Problem number two: director John Moore. I was pissed off when Fox gave the keys to this franchise to the man behind Underworld , Len Wiseman, in 2007. But in the end, Mr Kate Beckinsale turned out a slick, inoffensive actioner – albeit one that forgot some key Die Hard staples: smoking, swearing and wife-beater singlets. Moore has the luxury of a harder rating this time out but he completely squanders the opportunity, so much so, that I long for Wiseman. Despite letting his stunt team break more glass than the London riots, Moore can’t keep his camera still for more than two seconds to capture it. The minute this film’s action starts, it blows its real world credentials. I’m all for heightened realities, but the shit in Good Day makes The Avengers look like Downton Abbey. I rolled my eyes so often in Good Day — especially at seeing a CGI Bruce Willis swinging off the back of a helicopter (while yelling ‘I’m on vacation!’) — that I’m surprised the usher didn’t think I was having an epileptic fit.

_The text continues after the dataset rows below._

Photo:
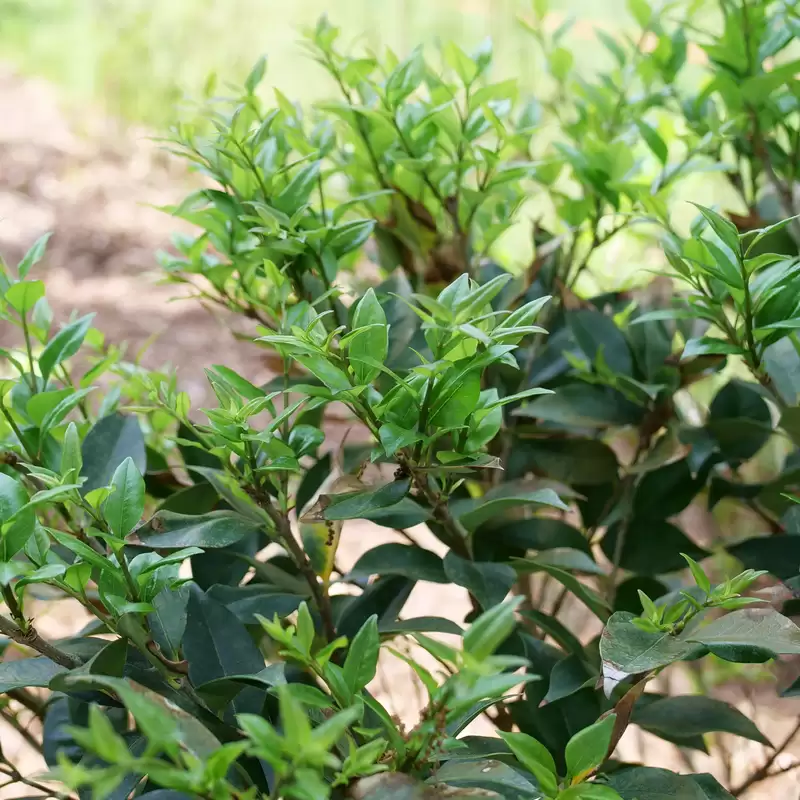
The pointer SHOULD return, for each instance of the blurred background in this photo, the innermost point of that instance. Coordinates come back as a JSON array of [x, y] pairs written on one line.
[[87, 86], [137, 58]]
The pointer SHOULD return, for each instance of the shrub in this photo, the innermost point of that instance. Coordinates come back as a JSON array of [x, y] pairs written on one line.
[[568, 457]]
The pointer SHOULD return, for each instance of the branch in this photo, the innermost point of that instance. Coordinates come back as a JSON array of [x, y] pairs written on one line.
[[284, 530], [30, 638], [762, 773]]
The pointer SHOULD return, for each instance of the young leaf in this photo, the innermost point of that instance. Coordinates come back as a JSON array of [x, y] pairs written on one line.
[[588, 749], [125, 505], [362, 656], [536, 758]]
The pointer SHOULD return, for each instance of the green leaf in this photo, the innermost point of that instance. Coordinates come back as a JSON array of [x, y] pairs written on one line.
[[724, 228], [649, 783], [14, 533], [362, 656], [492, 776], [71, 458], [64, 345], [420, 625], [568, 676], [472, 513], [666, 491], [394, 438], [256, 75], [650, 546], [394, 558], [107, 445], [23, 296], [555, 629], [740, 420], [536, 758], [628, 650], [299, 189], [779, 555], [25, 672], [589, 791], [217, 645], [372, 343], [167, 530], [356, 505], [573, 461], [455, 400], [33, 256], [692, 715], [582, 592], [488, 583], [582, 405], [125, 505], [167, 621], [707, 346], [597, 334], [491, 629], [587, 750]]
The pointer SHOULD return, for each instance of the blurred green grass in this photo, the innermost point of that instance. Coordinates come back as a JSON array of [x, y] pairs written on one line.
[[135, 59]]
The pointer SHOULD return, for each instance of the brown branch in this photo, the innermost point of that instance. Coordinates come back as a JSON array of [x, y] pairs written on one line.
[[30, 638], [762, 773], [284, 530]]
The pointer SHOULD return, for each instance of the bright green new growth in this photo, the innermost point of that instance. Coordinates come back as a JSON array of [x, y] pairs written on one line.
[[549, 435]]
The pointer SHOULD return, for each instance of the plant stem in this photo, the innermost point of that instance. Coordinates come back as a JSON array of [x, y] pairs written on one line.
[[30, 638], [284, 530], [763, 771]]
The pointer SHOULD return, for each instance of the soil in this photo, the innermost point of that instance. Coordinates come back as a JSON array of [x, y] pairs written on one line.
[[97, 187]]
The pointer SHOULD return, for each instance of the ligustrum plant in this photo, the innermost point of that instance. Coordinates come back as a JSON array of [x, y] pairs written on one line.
[[425, 250]]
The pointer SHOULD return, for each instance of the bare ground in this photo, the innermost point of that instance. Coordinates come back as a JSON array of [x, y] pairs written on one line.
[[94, 186]]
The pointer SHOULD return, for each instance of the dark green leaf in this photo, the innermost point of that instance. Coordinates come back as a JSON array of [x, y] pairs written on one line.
[[168, 619], [488, 583], [582, 592], [586, 461], [401, 559], [598, 336], [357, 505], [216, 645], [779, 555], [650, 546], [362, 656], [493, 776], [385, 597], [255, 599], [581, 405], [107, 445], [665, 492], [20, 673], [740, 420], [473, 513], [568, 676], [535, 533], [649, 783], [420, 625], [14, 536], [555, 629], [125, 505], [692, 715], [587, 749], [169, 531], [64, 345]]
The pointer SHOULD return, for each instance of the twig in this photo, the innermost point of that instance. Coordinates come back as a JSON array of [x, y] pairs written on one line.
[[30, 638], [284, 530], [762, 773]]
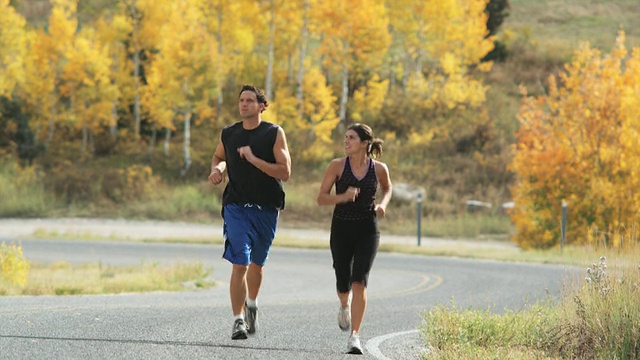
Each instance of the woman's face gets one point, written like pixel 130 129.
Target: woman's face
pixel 352 143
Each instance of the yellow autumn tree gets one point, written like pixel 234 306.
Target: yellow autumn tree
pixel 86 82
pixel 114 32
pixel 438 47
pixel 12 48
pixel 183 79
pixel 354 34
pixel 308 135
pixel 574 145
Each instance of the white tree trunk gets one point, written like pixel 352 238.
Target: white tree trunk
pixel 136 72
pixel 152 142
pixel 272 36
pixel 167 142
pixel 187 143
pixel 345 88
pixel 113 125
pixel 303 53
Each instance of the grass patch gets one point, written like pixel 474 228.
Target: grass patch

You can’t turn shit into strawberry jam, and the actors of Good Day know this. Screenwriter Skip Woods has left his crew out to sea with his inane scrawlings, and the most stranded of all is the star of the show himself, Mr Bruce Willis. I swear to god, Bruce thinks he is making a zombie film, and just forgot to inform the rest of the crew. This incarnation of McClane is so removed from his original (a master class in charisma), and so drained of life, that I suspect his on-set rider consisted exclusively of Stilnox. Hell, I’m always in Bruce’s corner (except when he works with Matthew Perry), and I considered his previous film, Looper, to be the best time I had at the cinema in 2012. But his involvement in paycheck shit like this blunts my anticipation of his work considerably. The new kid on the block, Aussie Jai Courtney fares better than the main man himself, and he has a gung-ho muscularity that works well within the genre, but saddled with Woods’ leaden words this gig goes from a once-in-a-lifetime to I-hope-people-forget-this-soon. Courtney has a future in film (check him out in Jack Reacher), but this won’t elevate him to the A-list. The rest of the cast are completely unmemorable: you won’t find a snarling Gruber (Hans or Simon) or a naked Colonel Stuart anywhere near this bunch of formulaic eurotrash. The script throws so many villains at the protagonists that you get whiplash just trying to keep up with all of the (illogical) plot twists – I’m not the only one who was confused, at one point McClane says ‘Lets kill some motherfuckers’, even he doesn’t know who the hell he is fighting.
After reading this diatribe you must be thinking ‘He really doesn’t like Die Hard’, but that is flat out not the case. I fucking love Die Hard, maybe a little too much. I’ve got VHS, DVD and Blu-ray boxsets of all the films, and hell, I even have a bottle opener that says ‘Yipee-ki-yay, motherfucker!’ What I hate is second rate, film-by-committee bullshit that masquerades like a new entry in a formidable franchise, shit like Terminator Salvation and Aliens Vs Predator, shit that doesn’t have a goddamn inch of respect for source material , and even less for the fans. If you want a sequel to Die Hard that you haven’t seen — and that doesn’t suck — check out (the late) Tony Scott’s The Last Boy Scout. Bruce may be playing ‘Joe Hallenbeck’, but it is a Die Hard film in every way that counts: Bruce smokes, swears and kicks an unholy amount of arse. And unlike A Good Day to Die Hard, it rocks.